5 Streaming Devices to Buy That Aren't Apple TV
5 streaming devices that easily rival Apple TV.
While most TVs today come with built-in “smart” software, you’re luckily not required to use it if you’re willing to purchase a streaming box. These streaming devices connect via HDMI and can smarten up a dumb TV or allow you to use it exclusively instead of what your own Smart TV offers. By and far, the Apple TV is one of the most popular but it’s expensive and has its own set of limitations either via hardware or Apple’s own policies. Luckily, if you’re not completely sold on Apple’s TV box, there are some solid alternatives. Here are 5 streaming devices that aren’t made by Apple.
Chromecast / Ultra
If all you’re looking to do is stream media to your TV and want to keep it a fairly bare bones affair, then the Chromecast is at your service. Google’s puck shaped streaming device is easy to setup and basically needs nothing but an HDMI port, internet connection, and a device (smartphone or tablet) to push media from. Many apps today have built-in “cast” icons that allow you to connect it to a Chromecast for a seamless experience.
It gets better, too. If you have a TV that supports HDMI CEC and a smart speaker like the Google Home, you can also control your TV with your voice to some extent. Also, gamers may be more inclined to grab a Chromecast Ultra now with Google’s Stadia around the corner.
NVIDIA Shield TV
Google’s Android TV started as a laughable and clunky attempt to put the mobile operating system on the big screen and has since turned into one of the best experiences you can get. It’s streamlined user interface puts exactly what you want in front of you and the NVIDIA Shield TV builds upon that by giving it solid gaming powers. The brand is synonymous with gaming, so this shouldn’t come as a complete surprise. Now combine that with Google Assistant integration and you have something really great.
The only problem with this device is that it’s pricey, and if you want to use it to its true potential, you’ll also need to factor in the price of the controller. Luckily, you can find it bundled for cheaper than buying it separately, so go ahead and do yourself a favor and do that if you plan on gaming on the Shield TV. Even if you don’t plan to, NVIDIA’s Android TV box is basically the best you can get for the operating system.
I’ll get this out of the way up front. I think the user interface for the Roku is the ugliest thing you can find when it comes to Smart TV/box software. Sure, it worked back when it was first created, but in all that time, it seems to be that they never invested in a designer and it could use a severe overhaul.
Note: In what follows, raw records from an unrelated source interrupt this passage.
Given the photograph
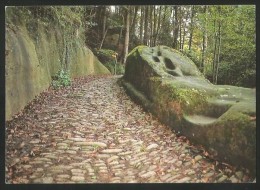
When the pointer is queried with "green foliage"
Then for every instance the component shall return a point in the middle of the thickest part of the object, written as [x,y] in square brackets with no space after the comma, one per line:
[61,79]
[105,55]
[108,58]
[194,56]
[118,69]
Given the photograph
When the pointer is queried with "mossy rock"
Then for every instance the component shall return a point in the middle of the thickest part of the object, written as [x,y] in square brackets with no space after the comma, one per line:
[219,117]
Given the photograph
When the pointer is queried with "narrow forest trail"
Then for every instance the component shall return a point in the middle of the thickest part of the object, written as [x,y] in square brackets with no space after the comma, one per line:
[98,135]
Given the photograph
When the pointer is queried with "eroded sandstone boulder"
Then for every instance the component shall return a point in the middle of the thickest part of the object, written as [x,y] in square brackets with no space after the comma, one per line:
[219,117]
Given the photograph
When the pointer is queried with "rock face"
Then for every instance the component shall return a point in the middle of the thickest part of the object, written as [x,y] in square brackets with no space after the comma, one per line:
[32,60]
[219,117]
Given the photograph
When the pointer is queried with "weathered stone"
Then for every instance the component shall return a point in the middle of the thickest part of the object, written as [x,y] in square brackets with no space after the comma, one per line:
[41,60]
[36,141]
[151,146]
[112,158]
[111,151]
[63,176]
[71,152]
[100,144]
[170,86]
[184,180]
[77,178]
[198,158]
[47,180]
[147,174]
[223,178]
[239,175]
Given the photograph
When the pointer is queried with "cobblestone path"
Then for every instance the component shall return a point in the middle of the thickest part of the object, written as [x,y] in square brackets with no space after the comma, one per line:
[98,135]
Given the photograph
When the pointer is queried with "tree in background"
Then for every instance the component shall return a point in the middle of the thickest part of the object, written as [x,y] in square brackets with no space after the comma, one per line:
[220,39]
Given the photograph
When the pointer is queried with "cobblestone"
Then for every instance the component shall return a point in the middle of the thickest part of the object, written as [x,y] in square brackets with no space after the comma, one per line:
[106,138]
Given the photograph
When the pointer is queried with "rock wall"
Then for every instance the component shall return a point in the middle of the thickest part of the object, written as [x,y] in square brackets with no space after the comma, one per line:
[33,56]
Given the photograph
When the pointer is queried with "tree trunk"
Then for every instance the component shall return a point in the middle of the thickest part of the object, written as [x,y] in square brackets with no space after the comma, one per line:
[151,25]
[126,34]
[180,27]
[219,45]
[154,25]
[104,19]
[191,26]
[158,26]
[175,28]
[142,25]
[146,25]
[102,41]
[204,40]
[215,54]
[132,28]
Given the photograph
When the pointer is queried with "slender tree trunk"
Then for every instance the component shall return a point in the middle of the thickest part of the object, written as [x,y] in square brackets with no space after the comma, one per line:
[151,25]
[191,26]
[204,40]
[126,34]
[142,25]
[146,26]
[180,27]
[158,26]
[219,46]
[154,25]
[102,41]
[176,28]
[215,54]
[132,28]
[104,19]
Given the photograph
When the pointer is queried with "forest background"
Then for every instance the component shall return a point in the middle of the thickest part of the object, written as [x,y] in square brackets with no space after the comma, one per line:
[220,39]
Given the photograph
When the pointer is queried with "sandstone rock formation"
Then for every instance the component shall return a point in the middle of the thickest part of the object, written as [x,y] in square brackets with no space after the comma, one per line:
[32,58]
[219,117]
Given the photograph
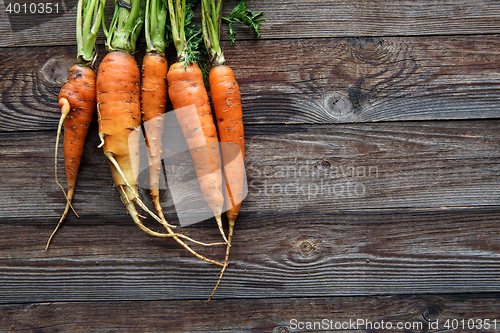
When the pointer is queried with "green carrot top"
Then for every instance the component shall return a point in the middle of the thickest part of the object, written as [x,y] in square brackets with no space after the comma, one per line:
[126,25]
[186,37]
[211,22]
[155,25]
[88,20]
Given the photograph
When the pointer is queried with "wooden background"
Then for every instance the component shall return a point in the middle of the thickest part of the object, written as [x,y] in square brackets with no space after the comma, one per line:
[373,164]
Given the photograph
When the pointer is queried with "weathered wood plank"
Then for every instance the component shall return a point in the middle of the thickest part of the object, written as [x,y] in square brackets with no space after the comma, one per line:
[384,252]
[291,169]
[292,19]
[247,315]
[343,80]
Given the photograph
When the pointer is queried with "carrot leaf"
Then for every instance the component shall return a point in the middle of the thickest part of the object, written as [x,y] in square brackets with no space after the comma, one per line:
[242,15]
[126,25]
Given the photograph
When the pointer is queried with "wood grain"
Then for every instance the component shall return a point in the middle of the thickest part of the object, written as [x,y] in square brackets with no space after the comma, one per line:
[291,19]
[303,254]
[291,169]
[245,315]
[344,80]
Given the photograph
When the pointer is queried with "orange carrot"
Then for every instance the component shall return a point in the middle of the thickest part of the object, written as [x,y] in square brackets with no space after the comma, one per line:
[226,99]
[154,101]
[186,88]
[77,100]
[119,107]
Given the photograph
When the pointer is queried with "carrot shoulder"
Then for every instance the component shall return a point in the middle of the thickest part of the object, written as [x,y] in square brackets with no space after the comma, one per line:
[186,89]
[77,99]
[226,99]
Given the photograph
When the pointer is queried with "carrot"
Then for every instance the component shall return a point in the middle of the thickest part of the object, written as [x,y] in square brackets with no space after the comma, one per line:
[77,99]
[226,99]
[154,100]
[185,89]
[154,92]
[119,107]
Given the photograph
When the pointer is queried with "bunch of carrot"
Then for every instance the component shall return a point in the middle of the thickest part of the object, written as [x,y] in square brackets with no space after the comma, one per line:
[123,101]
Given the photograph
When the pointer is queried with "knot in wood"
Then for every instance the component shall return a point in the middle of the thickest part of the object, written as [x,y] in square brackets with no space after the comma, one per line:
[306,246]
[281,329]
[55,70]
[337,105]
[431,314]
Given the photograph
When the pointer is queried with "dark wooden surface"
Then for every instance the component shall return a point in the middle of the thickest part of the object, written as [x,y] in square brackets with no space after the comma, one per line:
[373,165]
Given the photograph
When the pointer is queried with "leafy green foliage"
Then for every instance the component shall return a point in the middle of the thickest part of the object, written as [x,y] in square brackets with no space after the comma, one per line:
[242,15]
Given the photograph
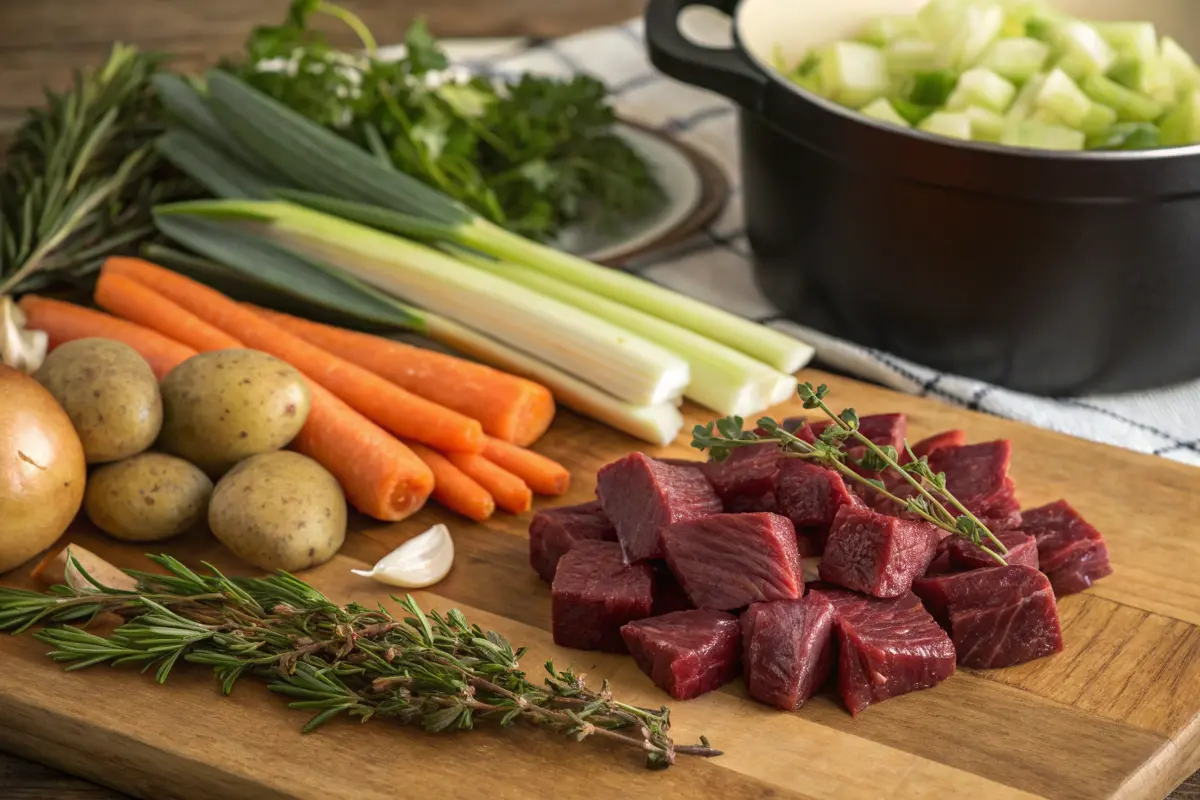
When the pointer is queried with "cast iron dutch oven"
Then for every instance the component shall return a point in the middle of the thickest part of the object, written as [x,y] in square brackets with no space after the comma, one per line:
[1048,272]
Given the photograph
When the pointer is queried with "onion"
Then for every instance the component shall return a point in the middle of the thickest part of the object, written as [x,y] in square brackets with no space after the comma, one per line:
[42,470]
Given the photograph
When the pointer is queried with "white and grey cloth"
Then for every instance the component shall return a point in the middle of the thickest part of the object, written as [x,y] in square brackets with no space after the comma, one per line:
[715,265]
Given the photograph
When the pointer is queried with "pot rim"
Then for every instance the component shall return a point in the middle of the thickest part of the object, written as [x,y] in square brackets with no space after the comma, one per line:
[1025,154]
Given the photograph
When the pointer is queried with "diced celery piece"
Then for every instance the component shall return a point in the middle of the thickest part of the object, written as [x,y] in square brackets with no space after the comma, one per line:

All that said, I know I’m the odd one out, as Roku is basically a household name whether you own one or not. First to the game and likely the biggest selection of channels than the competition, Roku is doing something right. The Roku Ultra is the finest option the company has to offer and gives you 4K HDR goodness.
Amazon Fire Stick 4K
While the non-4K version of the Google Chromecast is essentially the cheapest way to add some smarts to a TV, the Amazon Fire TV Stick 4K is only $5 more (when it’s on sale) and actually does allow for 4K streaming. If you’re looking to essentially replace the “smart” software you TV came with, there’s there’s little contest when it comes to value and payoff between the Fire Stick and the Chromecast.
For such a tiny stick, it can do a lot. Stream 4K content from tons of content providers, with all of the essentials included. Also, because this is an Amazon device, it also has Alexa built right in, allowing you to control your smart home and other nifty features using the remote that the Fire TV Stick comes with.
Amazon Fire Cube
If you’re feeling spendy and have yet to invest in a smart speaker, the Amazon Fire Cube may be your best option. It combines all of the features from the Fire TV Stick and basically adds an Amazon Echo into an adorable cube for essentially full voice control over your TV.
The closest option to the Amazon Fire Cube would be the NVIDIA Shield TV, but the Cube is less gaming focused and more approachable to the average consumer. Oh, and can be about $100 cheaper at times when it goes on sale.